Monday, April 22, 2013

JO JOE by Sally Wiener Grotta_Review

Jo Joe by Sally Wiener Grotta
5 stars

Set in Black Bear, Pennsylvania, a fictional milieu created by authors Sally Wiener Grotta and Daniel Grotta, “Jo Joe” is a multilayered tale of small-community life, bigotry, entrenched religion, and one individual’s need to break free to assert her individuality, in the face of community pressure to either conform or to disappear. Judith Ormand is a Parisian-born product of a black French Jew and a Pennsylvania mountains Moravian. Raised until adolescence in Paris, after the death of her Grand-pere and the dissolution of her parents’ marriage, Judith goes to Black Bear to live with her mother’s folks. Due to her dark skin and professed Judaism, much of the community shuns her, but he is inexplicably defended by Joe, a hulking product of childhood abuse and football star—until he suddenly shuns her as well, leaving her vulnerable to attack and assault.

In her thirties when her beloved Gramma dies, Judith returns to Black Bear for the first time in many years (with the exception of her mother’s funeral earlier), to discover that the home and acreage have been bequeathed to Joe, whom her Gramma always distrusted. Determined to find an answer, the why of this sudden recent change of heart, Judith begins to turn over metaphorical rocks to peer underneath at the secrets such stones hide.
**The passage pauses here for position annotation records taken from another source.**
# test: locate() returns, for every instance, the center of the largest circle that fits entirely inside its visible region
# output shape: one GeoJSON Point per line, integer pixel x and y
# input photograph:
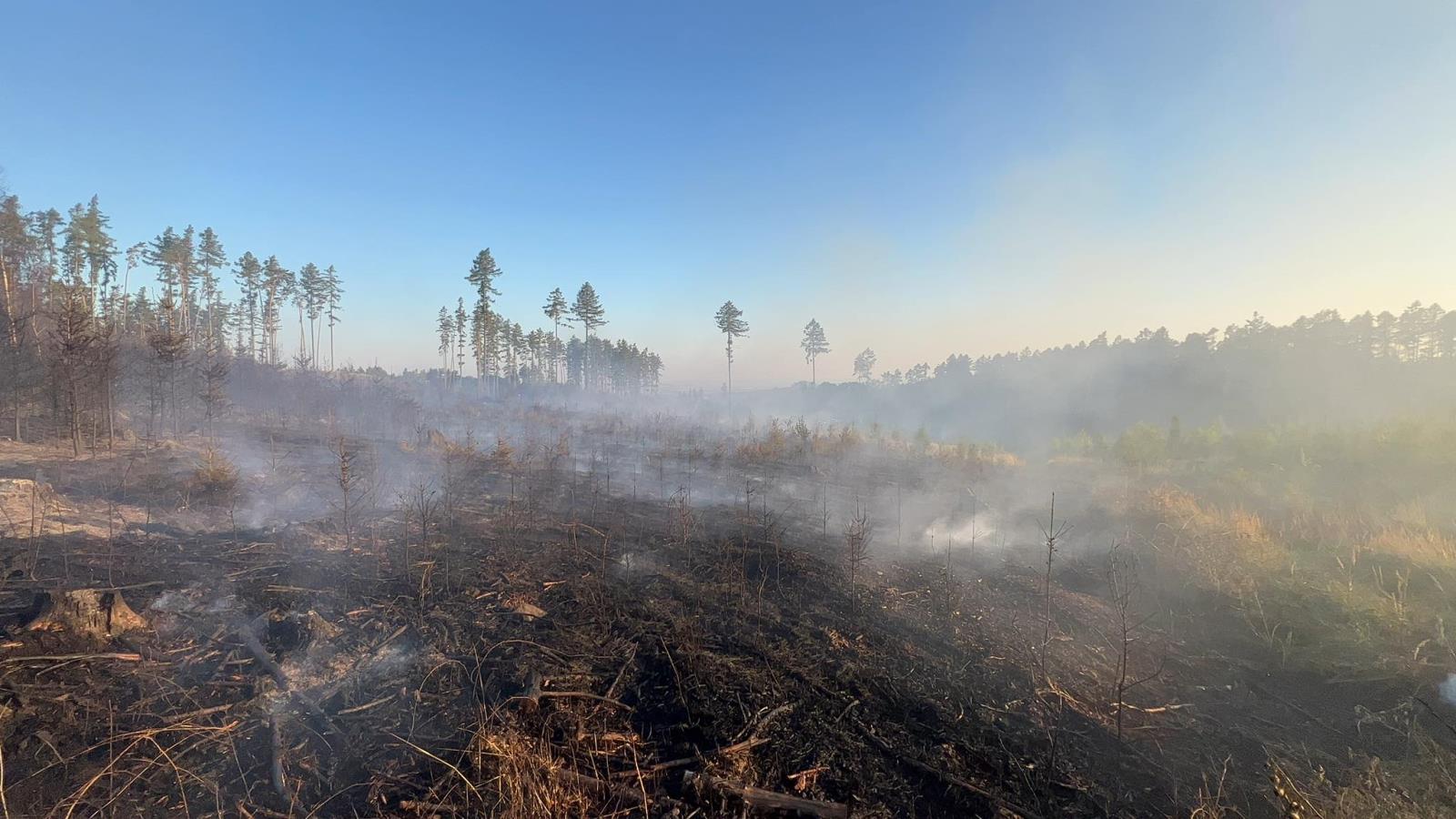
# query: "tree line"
{"type": "Point", "coordinates": [1321, 368]}
{"type": "Point", "coordinates": [79, 344]}
{"type": "Point", "coordinates": [502, 356]}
Ms. Grotta effectively portrays the mind-sets of this small Poconos Mountain community, going far beyond the expected “small town-everybody knows everybody’s secrets and business” to delineate the layers of savage racism, indifference and fear of outsiders, cruelty and sadism, the hive-consciousness of mobs, and the ways in which such negatives grind at the individual, producing not joy and light but instead bitterness, resentment, and fear. If we are shaped by our environment, such shaping becomes clear throughout the residents, and former residents, of Black Bear.